TL;DR: Once you prepare the connection, pg_dump is your friend.
Recently, we had to migrate a large-ish DB (1.5 TB) from a Windows installation to a Linux one in order to accommodate a series of third party extensions. We have split the process in three:
- Prepare the migration
- Migrate users
- Migrate the database
- Wrap up
Let’s say we have the two machines:
- SourceMachine - the machine containing the source DB (the Windows machine in my case)
- DestinationMachine - the destination machine
Note: All PostgreSQL commands are symmetrical in the sense that you can run them on the source machine or on the destination machine. However, IMHO it’s easier to run them on the linux machine (pipes, ssh, su installed). Since the destination machine was Linux, we chose to execute the migration commands on it.
To prepare the migration, we need to give access to one of the machines to the other’s resources. Remote access is managed by pg_hba.conf and we need to edit it:
Log in on the source machine
Go to your pg_hba.conf location. On Windows installations is in the directory where you installed PostgreSQL (e.g.
C:\Program Files\PostgreSQL. On Linux, it’s in /etc , e.g.
Note: Make sure you edit the right one in case you have multiple versions intalled :)
Add the following to pg_hba.conf:
# First we authorize DestinationMachineto access to SourceMachine # by adding: host all all <DestinationMachine IP address>/24 md5
We need access not only to the database we need to migrate, but to other databases e.g. for user migration.
We need to take note of installation specifics e.g. custom ports on the source/destination machines.
Now we are ready to connect from the destination machine.
Since we only have one DB, we can assume we want to migrate all users.
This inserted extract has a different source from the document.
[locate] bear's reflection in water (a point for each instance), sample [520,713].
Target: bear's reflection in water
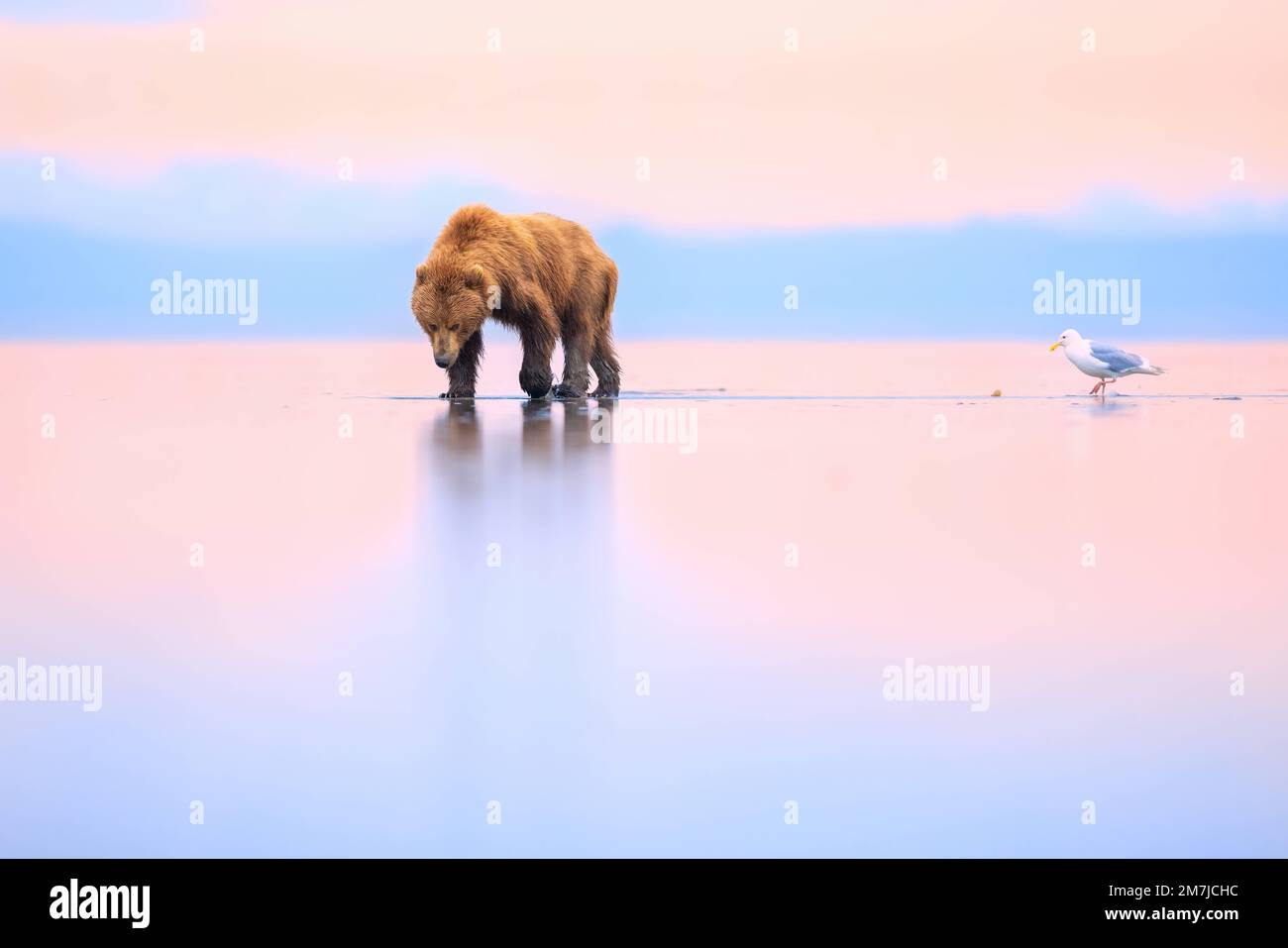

This makes life easier :)
On the DestinationMachine we run:
# run the command as "postgres" user su postgres # copy the users, groups... pg_dumpall -g -h <SourceMachine> -U postgres | psql
The command does the following:
- On the SourceMachine, get the global bits (users, groups…) using the postgres user.
- Instead of printing to STDOUT,
- Pipe the result to psql command to execute the dump’s result on the DestinationMachine
If the command ends successfully, then the destination machine will have the same users as the source.
This is the meat of the problem and it’s solved by a simple command executed on DestinationMachine:
# run the command as "postgres" user su postgres # copy the DB pg_dump -C -h <SourceMachine> -U postgres <DB_NAME>| psql
What it does id the following:
- Dump the database
_postgres*user, adding the CREATE DATABASE commands at the beginning of the dump
- Pipe the output…
- … to psql command on the DestinationMachine (local)
I’d advise you create a database on the DestinationMachine before executing the above command (using the
CREATE DATABASE SQL command).
Note: This command may time out on locking tables on the SourceMachine. If it does, you can:
Change the time out period using:
PGOPTIONS="-c statement_timeout=0" pg_dump ...
as suggested here, or
Re-run the command above without any changes and hope for the best :)
You should actually clean the DestinationMachine before re-running the command though…
Now that all the data was transferred, we need to do a couple of configuration things:
Remove the extra line we added in pg_hba.conf at the beginning. We don’t need that connection anymore
Replicate the other customisations from the SourceMachine’s pg_hba.conf to the DestinationMachine’s pg_hba.conf. For example, we had explicit access to the database for some groups:
host database +db_group_ro 0.0.0.0/0 md5 host database +db_group_rw 0.0.0.0/0 md5
Perform whatever extra configuration needed to the DestinationMachine to finish (e.g. firewall, physical users…)
Now, you can use the DestinationMachine with the same privileges. If needed, you can retire the SourceMachine and rename the DestinationMachine with the same name/IP address and its usage would be transparent to ordinary users.